At the beginning of this year, Dr. Squatch let Postscript test out 10% of its SMS list using the new sales-focused funnel. With that first batch, the company saw about a 30% lift in conversion, so Griffin decided to increase the number of customers. “We did see a drop in performance in those periods,” Griffin said, “but it quickly rebounded.” This was because the e-commerce sales team was growing quickly, and it took some time for this new arm to learn the ropes of the new strategy.

But once the sales team did, and “got more familiar with our brand, they were quickly able to get back up to speed and quickly accelerate,” Griffin said. Currently, Dr. Squatch has 50% of its customers using the sales platform, and has plans to increase that as time goes on.

In some ways, this type of expansion is a return to the basics of sales teams. “Operationally, there is nothing that’s being invented here,” Chris Toy, co-founder and CEO of MarketerHire said. “There are call centers much bigger than this — it’s been done before.”

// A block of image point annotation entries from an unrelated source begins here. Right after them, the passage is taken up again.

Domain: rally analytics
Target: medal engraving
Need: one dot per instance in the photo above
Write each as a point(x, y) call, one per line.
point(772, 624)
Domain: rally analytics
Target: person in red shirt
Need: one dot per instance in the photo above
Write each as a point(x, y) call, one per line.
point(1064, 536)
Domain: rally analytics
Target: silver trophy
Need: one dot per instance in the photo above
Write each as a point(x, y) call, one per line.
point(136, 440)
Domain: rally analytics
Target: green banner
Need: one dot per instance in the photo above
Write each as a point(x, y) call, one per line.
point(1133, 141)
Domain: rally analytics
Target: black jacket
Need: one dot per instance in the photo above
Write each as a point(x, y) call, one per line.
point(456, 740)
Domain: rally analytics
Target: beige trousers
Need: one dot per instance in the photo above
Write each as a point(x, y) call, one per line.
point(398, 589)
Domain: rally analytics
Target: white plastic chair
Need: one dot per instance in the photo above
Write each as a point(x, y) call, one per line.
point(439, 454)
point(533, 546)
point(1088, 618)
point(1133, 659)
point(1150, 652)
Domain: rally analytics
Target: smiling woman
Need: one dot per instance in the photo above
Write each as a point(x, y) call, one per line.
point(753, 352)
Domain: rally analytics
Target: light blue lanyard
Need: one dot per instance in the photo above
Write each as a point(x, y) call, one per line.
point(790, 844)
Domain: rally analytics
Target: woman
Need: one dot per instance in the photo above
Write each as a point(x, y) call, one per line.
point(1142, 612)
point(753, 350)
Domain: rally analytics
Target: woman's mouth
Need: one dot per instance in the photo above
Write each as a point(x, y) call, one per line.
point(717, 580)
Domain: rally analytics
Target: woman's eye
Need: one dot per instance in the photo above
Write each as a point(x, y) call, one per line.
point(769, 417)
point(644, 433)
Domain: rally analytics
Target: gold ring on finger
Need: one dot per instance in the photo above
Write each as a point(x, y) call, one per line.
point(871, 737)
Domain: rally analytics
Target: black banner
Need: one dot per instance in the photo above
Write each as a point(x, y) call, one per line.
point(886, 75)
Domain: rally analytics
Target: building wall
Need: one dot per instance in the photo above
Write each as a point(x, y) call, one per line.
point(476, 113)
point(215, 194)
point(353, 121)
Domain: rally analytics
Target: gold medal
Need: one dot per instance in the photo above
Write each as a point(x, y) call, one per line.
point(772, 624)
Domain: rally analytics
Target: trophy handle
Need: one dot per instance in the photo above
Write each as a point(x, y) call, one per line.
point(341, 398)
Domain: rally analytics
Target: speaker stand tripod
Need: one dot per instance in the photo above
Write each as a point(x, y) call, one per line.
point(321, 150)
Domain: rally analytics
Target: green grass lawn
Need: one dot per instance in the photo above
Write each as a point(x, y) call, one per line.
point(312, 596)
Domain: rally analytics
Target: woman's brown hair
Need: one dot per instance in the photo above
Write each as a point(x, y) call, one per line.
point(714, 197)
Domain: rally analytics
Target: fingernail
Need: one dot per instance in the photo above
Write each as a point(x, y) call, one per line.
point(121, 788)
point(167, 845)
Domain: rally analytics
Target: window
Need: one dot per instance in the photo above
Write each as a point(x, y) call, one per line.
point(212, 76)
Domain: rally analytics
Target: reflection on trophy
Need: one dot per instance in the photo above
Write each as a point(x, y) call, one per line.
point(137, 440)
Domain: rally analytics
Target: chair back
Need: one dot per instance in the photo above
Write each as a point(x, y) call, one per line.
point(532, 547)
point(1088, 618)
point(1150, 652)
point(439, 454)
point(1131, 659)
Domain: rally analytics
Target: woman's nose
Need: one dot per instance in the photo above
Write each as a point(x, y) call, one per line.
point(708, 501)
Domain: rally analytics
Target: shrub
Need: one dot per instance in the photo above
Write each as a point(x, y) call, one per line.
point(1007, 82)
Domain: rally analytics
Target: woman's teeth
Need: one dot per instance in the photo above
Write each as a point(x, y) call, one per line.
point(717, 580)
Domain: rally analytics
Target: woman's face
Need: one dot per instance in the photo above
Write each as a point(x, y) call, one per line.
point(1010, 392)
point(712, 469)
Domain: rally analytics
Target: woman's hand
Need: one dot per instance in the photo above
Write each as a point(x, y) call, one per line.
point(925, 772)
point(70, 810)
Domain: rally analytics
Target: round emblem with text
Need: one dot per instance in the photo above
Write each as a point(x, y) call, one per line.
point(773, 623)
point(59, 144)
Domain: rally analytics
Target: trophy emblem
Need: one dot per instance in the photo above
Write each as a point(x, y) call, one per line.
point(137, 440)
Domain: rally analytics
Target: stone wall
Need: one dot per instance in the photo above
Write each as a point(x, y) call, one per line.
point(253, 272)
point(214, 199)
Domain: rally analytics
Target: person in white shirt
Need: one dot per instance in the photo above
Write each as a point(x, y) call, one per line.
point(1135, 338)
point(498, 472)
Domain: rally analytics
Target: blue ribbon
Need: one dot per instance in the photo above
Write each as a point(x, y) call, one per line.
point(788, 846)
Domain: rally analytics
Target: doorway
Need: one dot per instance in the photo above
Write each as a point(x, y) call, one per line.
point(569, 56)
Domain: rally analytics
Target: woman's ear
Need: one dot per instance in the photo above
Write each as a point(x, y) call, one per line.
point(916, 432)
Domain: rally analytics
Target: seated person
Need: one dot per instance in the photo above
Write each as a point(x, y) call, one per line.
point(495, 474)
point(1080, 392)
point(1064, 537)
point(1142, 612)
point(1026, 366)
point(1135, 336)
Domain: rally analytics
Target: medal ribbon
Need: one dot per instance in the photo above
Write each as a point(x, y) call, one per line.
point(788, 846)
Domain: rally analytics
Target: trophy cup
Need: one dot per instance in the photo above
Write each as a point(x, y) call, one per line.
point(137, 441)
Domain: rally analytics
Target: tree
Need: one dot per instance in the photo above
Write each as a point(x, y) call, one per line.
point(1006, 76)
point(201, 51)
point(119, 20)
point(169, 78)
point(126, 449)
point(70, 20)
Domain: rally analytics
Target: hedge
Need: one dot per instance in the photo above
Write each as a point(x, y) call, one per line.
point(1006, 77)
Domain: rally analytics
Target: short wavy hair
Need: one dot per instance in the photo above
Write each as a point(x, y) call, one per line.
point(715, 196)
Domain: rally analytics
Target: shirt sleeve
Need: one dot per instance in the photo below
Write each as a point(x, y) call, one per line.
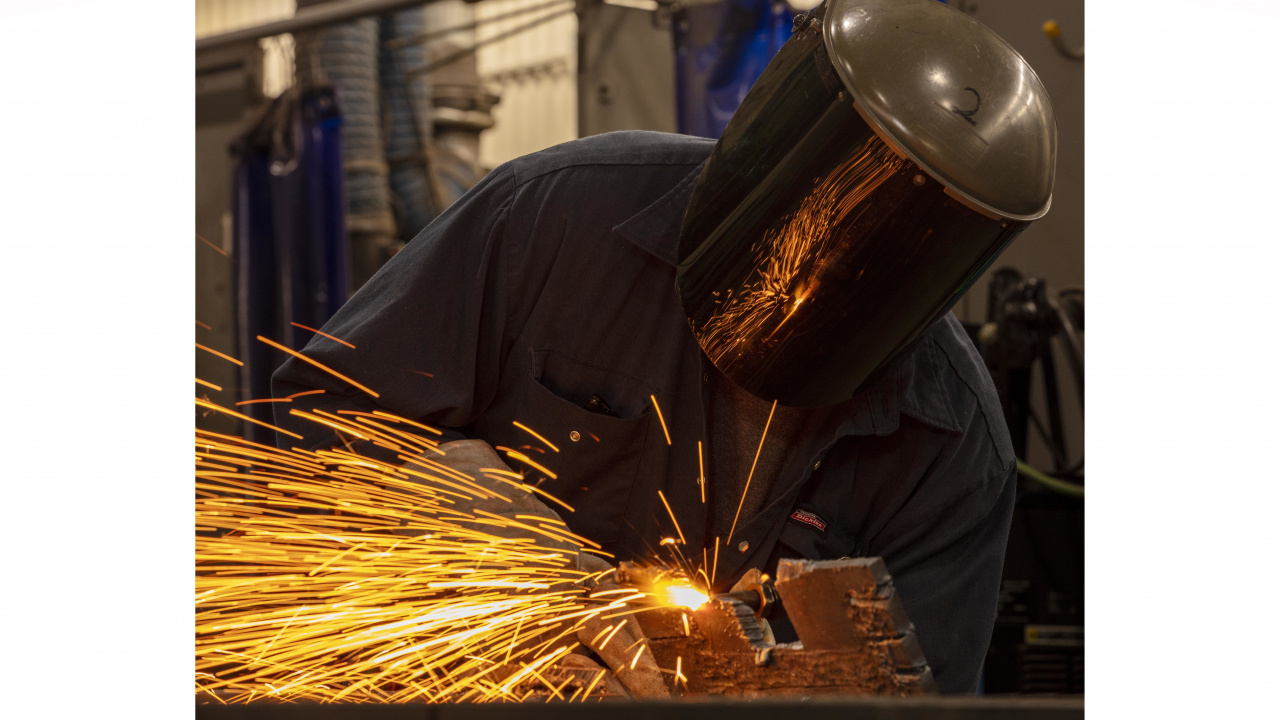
point(423, 338)
point(940, 518)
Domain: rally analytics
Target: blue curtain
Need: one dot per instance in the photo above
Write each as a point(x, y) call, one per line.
point(721, 48)
point(291, 245)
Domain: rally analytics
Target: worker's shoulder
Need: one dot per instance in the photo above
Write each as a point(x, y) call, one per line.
point(970, 391)
point(613, 149)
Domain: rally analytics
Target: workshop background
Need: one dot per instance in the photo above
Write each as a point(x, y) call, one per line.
point(323, 147)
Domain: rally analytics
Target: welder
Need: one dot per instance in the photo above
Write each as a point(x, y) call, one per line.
point(653, 305)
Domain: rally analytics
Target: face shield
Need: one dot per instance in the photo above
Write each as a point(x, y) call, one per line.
point(883, 159)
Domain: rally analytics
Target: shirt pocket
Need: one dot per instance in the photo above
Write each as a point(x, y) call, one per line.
point(595, 456)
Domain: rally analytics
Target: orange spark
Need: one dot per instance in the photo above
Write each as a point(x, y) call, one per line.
point(528, 460)
point(263, 400)
point(323, 335)
point(398, 419)
point(661, 419)
point(603, 645)
point(730, 538)
point(636, 659)
point(672, 516)
point(325, 368)
point(219, 354)
point(535, 434)
point(702, 477)
point(220, 251)
point(234, 414)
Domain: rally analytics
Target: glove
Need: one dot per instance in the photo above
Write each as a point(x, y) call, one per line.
point(618, 651)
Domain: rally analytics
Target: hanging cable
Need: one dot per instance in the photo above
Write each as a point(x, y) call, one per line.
point(1055, 484)
point(435, 33)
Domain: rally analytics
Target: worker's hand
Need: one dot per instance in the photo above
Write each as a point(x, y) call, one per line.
point(625, 650)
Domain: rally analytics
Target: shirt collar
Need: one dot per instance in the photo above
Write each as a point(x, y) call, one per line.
point(912, 387)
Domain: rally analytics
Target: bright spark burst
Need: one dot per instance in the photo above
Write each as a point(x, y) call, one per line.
point(333, 575)
point(686, 596)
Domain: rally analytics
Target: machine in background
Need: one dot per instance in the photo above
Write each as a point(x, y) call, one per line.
point(1038, 641)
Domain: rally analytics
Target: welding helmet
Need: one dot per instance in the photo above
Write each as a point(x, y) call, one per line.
point(883, 159)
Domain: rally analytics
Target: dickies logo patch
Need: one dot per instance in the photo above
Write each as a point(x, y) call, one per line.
point(810, 519)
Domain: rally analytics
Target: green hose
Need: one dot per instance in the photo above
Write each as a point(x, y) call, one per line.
point(1051, 483)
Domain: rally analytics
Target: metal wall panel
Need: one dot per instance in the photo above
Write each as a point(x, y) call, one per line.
point(215, 17)
point(535, 74)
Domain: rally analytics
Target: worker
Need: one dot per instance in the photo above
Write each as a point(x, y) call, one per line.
point(753, 332)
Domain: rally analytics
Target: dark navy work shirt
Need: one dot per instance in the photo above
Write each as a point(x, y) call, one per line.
point(553, 281)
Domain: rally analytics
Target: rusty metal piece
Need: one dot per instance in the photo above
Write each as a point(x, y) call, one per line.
point(855, 638)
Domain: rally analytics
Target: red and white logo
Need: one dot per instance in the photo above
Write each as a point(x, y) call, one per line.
point(809, 519)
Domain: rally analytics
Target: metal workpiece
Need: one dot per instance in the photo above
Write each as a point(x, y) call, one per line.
point(952, 96)
point(855, 638)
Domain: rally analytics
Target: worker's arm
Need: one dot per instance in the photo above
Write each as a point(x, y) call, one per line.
point(428, 329)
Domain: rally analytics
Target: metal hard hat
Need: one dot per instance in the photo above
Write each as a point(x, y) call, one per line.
point(950, 95)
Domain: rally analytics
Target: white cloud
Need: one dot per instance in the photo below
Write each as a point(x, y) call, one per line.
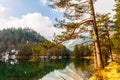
point(36, 21)
point(43, 1)
point(104, 6)
point(2, 9)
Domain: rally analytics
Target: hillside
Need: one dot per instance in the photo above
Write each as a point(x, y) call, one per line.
point(13, 38)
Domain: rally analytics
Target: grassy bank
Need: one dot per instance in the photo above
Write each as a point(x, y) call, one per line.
point(110, 72)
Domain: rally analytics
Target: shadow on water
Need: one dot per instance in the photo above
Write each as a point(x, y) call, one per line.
point(83, 66)
point(24, 70)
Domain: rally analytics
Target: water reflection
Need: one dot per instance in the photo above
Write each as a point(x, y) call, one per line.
point(79, 69)
point(24, 70)
point(46, 70)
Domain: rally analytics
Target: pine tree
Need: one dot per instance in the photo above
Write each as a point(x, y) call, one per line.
point(75, 12)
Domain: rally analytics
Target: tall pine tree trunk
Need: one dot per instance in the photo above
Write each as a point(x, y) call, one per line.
point(108, 38)
point(98, 55)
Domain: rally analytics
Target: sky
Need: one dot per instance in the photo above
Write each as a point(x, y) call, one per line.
point(37, 15)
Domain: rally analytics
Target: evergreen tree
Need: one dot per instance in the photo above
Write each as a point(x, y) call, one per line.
point(76, 12)
point(116, 35)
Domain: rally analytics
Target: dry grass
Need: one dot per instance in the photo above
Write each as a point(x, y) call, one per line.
point(111, 72)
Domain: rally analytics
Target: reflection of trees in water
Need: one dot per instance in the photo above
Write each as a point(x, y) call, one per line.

But, he said, only a few SMS platforms have gone the sales route. He pointed to the SMS cart recovery company LiveRecover, which sold to Voyage SMS a year ago. Having an SMS-based sales team is “one of those things that hits the gap,” Toy said. “It works — so why wouldn’t [an SMS marketing company like] Klaviyo and Postscript do that?”

Toy went on, “if you follow all the AI stuff, that really is a step function.” Which is to say, he sees the opportunity for a company to start a more analog version of this service with the idea of adding new technology and software to scale it. “I’m honestly surprised people haven’t done it sooner,” Toy said.

This seems in line with how Postscript sees it too — it’s building a team of humans to text clients’ customers and bring them into the sales funnel, but will add AI to the mix to make it easier to scale.

Beller added that layering in additional functions to an SMS strategy may help it stay useful in the future. “Every marketing channel declines in some way from its novelty days,” he said. “I think the adoption we’ve seen in SMS over the last few years into a very mainstream channel for e-comm has a record of seen some decline.” But, he added, “that kind of plays to our strengths… we’ve always advocated [that brands] send hyper-targeted messages. Now we’re saying have human conversations.”

While this is a big new program for Postscript, Beller insisted that the company’s main focus is still marketing. “We really see it as just another piece of the pie,” he said.”